4334 J = ½ m v² = (.5) (4) v², therefore v² = 2167 m²/s²

Centripetal acceleration is given by a = v²/r, so a = 2167 / 200 = 10.8 m/s²

C) If the eagle is at exactly the bottom of the arc where the velocity has only a horizontal component, the centripetal acceleration keeping the eagle in the arc trajectory is vertical. This centripetal acceleration is added to the gravitational acceleration to produce a net vertical acceleration.
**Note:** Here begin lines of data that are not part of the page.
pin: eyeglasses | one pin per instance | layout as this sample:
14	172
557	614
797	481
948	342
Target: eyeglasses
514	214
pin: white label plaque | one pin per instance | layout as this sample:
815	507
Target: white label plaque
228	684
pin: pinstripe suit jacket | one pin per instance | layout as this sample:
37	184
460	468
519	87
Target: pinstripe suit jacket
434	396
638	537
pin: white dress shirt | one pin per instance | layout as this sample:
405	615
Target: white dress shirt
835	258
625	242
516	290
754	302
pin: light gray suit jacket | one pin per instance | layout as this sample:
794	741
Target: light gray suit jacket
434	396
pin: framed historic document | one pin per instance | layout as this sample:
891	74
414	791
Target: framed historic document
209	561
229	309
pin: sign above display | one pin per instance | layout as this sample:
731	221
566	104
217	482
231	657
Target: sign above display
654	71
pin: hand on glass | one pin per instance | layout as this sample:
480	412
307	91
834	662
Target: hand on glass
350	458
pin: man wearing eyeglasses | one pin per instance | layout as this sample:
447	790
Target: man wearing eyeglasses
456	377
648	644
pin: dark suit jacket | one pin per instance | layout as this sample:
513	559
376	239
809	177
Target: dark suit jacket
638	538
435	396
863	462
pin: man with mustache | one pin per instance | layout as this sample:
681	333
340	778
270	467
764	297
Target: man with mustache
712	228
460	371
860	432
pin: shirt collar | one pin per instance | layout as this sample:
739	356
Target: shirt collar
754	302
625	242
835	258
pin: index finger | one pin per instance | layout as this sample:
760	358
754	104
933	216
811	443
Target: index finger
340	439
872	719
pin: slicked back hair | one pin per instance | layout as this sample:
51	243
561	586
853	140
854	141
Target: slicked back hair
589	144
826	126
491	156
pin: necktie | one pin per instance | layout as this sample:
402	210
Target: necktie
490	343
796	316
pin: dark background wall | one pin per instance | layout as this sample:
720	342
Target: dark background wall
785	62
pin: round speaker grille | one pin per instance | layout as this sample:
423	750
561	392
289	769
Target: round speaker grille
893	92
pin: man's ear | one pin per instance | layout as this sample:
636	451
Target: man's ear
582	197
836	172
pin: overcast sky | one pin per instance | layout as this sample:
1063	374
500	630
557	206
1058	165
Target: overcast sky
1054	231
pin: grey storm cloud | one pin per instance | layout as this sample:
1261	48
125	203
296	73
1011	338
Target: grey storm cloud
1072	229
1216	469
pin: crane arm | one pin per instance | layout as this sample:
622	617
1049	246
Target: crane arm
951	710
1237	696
The eagle's wings must produce this acceleration by generating a force using Newton's 2nd law: F = m a = (4) (9.81 + 10.8) = 82.6 N

Answers -->

(A) Kinetic energy = 3,200 J

(B) Centripetal acceleration = 8 m/s^2

(C) Lift at catch = 32 N * please read the note at the bottom for an explanation, it's important

How to find all of this....

(A) Eagle's kinetic energy

Given:

m = 4.0 kg

d = 100 m

Vi = 30 m/s

W = 1,400 J

Since we're given work, it can be assumed that we need to find a final velocity for the eagle which is picking up speed in its dive, not remaining a constant 30 m/s. Since work = force * distance, we have (and discounting that the bird will probably be diving at an angle, not a perfect 100 m... don't remind anyone, it'll get harder...)

1,400 J = F * (100 m)

We solve for force through simple division, giving

F = 14 N

Now we need to get the acceleration. Force = mass * acceleration, and we have a known mass:

14 N = (4.0 kg) * a

We can solve for acceleration through simple division again, getting

a = 3.5 m/s^2

Now we can solve for the final velocity, given initial velocity, distance, and acceleration:

Vf^2 = Vi^2 + 2ad

Vf = SQRT { (30 m/s)^2 + [2 * (3.5 m/s^2) * (100 m) ] }

Vf = SQRT { (900 m^2/s^2) + [ 700 m^2/s^2 ] }

Vf = SQRT { 1,600 m^2/s^2 }

Vf = 40 m/s

Finally, we can plug in our velocity and our known mass into Kinetic energy = one-half * mass * velocity-squared

KE = (0.5) * (4.0 kg) * (40 m/s)^2

KE = (2.0 kg) * (1,600 m^2/s^2)

KE = 3,200 J

Awesome.

(B) Eagle's centripetal acceleration

v = 40 m/s

r = 200 m

a = v^2 / r

a = (40 m/s)^2 / (200 m)

a = (1,600 m^2/s^2) / (200 m)

a = 8 m/s^2

Cool.

(C) Eagle's lift at catch

Are you just asking for force as lift? Using Newton's 2nd, known mass and acceleration we just calculated

F = (4.0 kg) * (8 m/s^2)

F = 32 N

But that's not actually how you solve for lift. Lift is found given the surface area of a wing, air density, and speed of air over the top and bottom surfaces of the wing, respectively -- Bernoulli's equation. This isn't lift, it's just a force number. But as the necessary information isn't given, I imagine that this is what you want.